Per cui non c'è storia. Come dicono i giovani, l'aloe rulla a manetta.

Insomma, tonnellate di aloe che l'industria cosmetica e quella farmaceutica divorano con un picco dei consumi che, negli ultimi 5 anni, si è impennato più velocemente del grafico del rilevatore di cazzate in presenza di Berlusconi.

Però, considerando che per raggiungere la sua massima efficacia, la pianta dell'aloe deve crescere indisturbata per 3 o 4 anni – tempi da universo parallelo per la nostra industria – stamattina, mentre ero in farmacia e ci pensavo, mi è venuto improvvisamente un dubbio: non è che, idratati e rinfrescati, ci stiamo rendendo complici dell'equivalente erboristico dello sterminio della balene e che, passata questa abbuffata verde e appiccicosa, non ce ne sarà più per i posteri?

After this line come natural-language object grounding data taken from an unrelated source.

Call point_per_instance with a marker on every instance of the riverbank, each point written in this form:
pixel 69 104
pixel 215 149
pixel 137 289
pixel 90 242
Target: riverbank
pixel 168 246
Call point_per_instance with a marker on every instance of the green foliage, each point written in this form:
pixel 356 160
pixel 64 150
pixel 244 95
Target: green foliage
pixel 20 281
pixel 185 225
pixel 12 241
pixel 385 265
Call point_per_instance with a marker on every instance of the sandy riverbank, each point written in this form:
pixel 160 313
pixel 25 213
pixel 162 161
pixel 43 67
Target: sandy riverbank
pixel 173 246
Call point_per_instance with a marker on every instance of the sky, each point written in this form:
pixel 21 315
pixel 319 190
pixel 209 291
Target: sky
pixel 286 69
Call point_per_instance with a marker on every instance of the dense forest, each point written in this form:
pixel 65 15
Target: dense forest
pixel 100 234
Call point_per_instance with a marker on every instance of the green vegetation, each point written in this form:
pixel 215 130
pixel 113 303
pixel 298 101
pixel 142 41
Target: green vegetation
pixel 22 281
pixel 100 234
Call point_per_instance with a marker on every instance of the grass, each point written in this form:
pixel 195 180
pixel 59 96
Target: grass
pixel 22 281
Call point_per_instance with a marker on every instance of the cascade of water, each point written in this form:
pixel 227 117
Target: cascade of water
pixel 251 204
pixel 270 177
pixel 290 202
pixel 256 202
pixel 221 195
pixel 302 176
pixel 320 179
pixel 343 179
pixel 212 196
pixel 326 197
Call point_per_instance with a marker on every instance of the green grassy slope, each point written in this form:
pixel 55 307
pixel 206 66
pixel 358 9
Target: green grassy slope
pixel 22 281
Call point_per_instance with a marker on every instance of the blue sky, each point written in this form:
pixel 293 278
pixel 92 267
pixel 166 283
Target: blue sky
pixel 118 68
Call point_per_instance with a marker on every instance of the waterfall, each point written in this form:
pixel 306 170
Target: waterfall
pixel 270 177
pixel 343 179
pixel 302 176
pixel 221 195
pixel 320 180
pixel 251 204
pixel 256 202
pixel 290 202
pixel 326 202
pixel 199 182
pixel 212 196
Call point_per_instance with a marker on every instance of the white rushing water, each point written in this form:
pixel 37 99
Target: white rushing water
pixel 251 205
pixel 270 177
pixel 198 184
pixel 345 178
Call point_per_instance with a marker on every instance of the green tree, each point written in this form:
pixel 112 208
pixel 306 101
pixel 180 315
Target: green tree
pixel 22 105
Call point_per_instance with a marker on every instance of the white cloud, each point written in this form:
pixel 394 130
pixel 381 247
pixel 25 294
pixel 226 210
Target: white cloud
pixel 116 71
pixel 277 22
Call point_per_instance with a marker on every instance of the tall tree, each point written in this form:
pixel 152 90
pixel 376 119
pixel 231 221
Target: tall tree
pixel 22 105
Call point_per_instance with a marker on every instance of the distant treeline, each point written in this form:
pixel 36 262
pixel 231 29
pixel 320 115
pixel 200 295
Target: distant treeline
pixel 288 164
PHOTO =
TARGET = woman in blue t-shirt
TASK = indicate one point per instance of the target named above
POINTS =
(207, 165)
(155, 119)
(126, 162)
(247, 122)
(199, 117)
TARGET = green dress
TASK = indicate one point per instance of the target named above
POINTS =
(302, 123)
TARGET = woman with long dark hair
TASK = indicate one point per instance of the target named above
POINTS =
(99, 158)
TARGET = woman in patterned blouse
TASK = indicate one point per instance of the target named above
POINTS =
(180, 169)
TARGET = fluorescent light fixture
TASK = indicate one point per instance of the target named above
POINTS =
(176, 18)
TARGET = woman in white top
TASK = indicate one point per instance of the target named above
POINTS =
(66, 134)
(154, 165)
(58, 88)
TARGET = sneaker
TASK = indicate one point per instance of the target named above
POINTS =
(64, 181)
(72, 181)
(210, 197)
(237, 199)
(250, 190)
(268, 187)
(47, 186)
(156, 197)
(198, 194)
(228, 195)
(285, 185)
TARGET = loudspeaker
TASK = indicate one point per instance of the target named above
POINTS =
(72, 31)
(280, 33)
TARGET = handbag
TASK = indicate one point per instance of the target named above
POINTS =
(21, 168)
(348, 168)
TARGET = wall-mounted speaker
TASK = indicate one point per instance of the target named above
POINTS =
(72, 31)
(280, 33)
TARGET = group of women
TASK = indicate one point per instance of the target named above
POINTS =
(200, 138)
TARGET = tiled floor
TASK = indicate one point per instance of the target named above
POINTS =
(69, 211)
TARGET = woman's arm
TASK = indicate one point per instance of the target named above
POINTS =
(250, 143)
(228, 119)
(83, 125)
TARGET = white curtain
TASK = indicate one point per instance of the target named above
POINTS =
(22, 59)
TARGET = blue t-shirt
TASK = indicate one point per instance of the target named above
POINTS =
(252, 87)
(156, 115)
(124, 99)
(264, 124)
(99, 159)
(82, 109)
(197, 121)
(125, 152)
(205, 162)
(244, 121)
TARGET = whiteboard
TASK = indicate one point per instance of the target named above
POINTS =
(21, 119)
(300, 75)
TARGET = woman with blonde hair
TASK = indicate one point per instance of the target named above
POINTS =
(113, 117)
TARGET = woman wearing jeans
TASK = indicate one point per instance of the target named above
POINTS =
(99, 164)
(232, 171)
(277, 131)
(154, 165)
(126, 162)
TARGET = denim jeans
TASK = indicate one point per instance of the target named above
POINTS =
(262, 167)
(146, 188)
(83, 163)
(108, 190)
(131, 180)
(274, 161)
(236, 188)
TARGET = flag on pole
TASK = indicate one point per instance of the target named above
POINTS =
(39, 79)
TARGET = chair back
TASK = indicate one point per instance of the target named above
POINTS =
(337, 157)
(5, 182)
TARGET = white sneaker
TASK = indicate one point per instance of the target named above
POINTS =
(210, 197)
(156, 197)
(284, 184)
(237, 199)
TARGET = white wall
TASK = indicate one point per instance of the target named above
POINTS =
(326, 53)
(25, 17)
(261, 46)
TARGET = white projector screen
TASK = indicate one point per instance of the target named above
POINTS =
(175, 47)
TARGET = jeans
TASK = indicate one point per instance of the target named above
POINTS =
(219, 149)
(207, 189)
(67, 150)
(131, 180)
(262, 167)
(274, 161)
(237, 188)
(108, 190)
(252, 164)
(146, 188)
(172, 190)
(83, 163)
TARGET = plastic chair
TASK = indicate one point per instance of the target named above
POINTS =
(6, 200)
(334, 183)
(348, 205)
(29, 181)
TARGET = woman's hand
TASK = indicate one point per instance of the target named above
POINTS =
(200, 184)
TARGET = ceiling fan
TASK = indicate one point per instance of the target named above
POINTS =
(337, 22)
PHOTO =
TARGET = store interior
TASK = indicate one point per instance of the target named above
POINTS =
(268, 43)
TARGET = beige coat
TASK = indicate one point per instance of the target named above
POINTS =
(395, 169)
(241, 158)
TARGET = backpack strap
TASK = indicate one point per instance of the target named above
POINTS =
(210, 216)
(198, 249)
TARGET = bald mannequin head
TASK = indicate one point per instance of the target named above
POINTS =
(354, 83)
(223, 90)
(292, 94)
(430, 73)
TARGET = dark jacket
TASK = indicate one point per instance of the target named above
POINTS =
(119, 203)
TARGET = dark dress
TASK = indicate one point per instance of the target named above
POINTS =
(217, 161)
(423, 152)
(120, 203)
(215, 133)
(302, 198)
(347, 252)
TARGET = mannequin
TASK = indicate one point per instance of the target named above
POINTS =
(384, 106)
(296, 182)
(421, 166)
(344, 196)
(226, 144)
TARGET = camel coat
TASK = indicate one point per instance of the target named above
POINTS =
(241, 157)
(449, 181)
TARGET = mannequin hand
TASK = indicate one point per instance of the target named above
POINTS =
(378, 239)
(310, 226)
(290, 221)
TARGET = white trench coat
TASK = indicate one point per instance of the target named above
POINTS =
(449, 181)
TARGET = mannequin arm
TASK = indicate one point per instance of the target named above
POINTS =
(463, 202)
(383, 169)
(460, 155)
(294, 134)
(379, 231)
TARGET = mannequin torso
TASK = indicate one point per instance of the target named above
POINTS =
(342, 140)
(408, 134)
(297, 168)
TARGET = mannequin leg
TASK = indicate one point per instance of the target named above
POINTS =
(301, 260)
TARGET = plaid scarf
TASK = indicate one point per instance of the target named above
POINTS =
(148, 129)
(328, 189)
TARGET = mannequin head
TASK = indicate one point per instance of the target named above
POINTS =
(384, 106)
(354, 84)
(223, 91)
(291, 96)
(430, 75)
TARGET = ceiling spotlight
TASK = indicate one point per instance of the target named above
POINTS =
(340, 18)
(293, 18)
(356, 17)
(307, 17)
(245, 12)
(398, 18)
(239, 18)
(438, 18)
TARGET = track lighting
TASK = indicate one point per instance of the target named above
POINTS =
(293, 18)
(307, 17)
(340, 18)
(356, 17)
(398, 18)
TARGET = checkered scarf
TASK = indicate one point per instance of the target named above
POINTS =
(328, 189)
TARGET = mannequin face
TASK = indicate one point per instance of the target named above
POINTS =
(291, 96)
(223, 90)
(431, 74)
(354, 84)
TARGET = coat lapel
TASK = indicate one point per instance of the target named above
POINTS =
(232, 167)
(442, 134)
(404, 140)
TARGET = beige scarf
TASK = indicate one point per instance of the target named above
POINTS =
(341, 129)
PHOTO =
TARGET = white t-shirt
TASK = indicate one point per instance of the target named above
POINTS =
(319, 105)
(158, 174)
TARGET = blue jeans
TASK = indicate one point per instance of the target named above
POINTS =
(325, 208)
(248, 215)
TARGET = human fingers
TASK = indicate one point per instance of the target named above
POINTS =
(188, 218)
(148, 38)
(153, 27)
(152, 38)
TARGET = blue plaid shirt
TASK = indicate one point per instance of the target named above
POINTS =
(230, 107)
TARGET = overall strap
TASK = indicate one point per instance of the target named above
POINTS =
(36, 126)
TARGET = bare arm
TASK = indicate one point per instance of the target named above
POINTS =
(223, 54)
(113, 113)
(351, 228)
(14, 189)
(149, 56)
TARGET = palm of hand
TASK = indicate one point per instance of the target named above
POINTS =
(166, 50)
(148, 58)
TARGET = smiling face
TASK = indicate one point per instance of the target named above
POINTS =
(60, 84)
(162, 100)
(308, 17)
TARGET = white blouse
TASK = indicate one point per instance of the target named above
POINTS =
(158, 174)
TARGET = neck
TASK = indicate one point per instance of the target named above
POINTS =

Comunque sia, lo sappia chi deve saperlo, se avrò una figlia, la chiamerò Aloe.
Aloe Ciccarelli. O anche con due nomi, che fa very important person: Aloe Vera Ciccareli,
Con un nome così, spero vivamente per lei che nasca e cresca figa. Ossia che prenda più dalla mamma che dal papà (patetica captatio benevolentiae la mia, ovvio).

3 commenti:

  1. Sei veramente un grande, Aloe Vera Ciccarelli è da premio Oscar, considerando che il tuo cognome ricorda il ben noto callifugo.

    Dopodiché, qualche consideraz. a marg. da un vero fan dell'Aloe Vera:

    1) Con le ustioni solari, spalmazzato direttamente da una foglia tagliata lì per lì alla Rambo, il gel di Aloe fa mi-ra-co-li;

    2) L'Aloe Vera si riproduce praticamente come i gremlins, basta lasciarla lì a fare i cazzi suoi e in men che non si dica ti ritrovi i vasi pieni di piantine;

    3) È l'unica pianta che in 15 anni di vita da solo son riuscito a non far morire, e mi ha reso papà felice di tante piccole tenere Aloine Verine.

    Quindi: Aloè-Oo-Oo!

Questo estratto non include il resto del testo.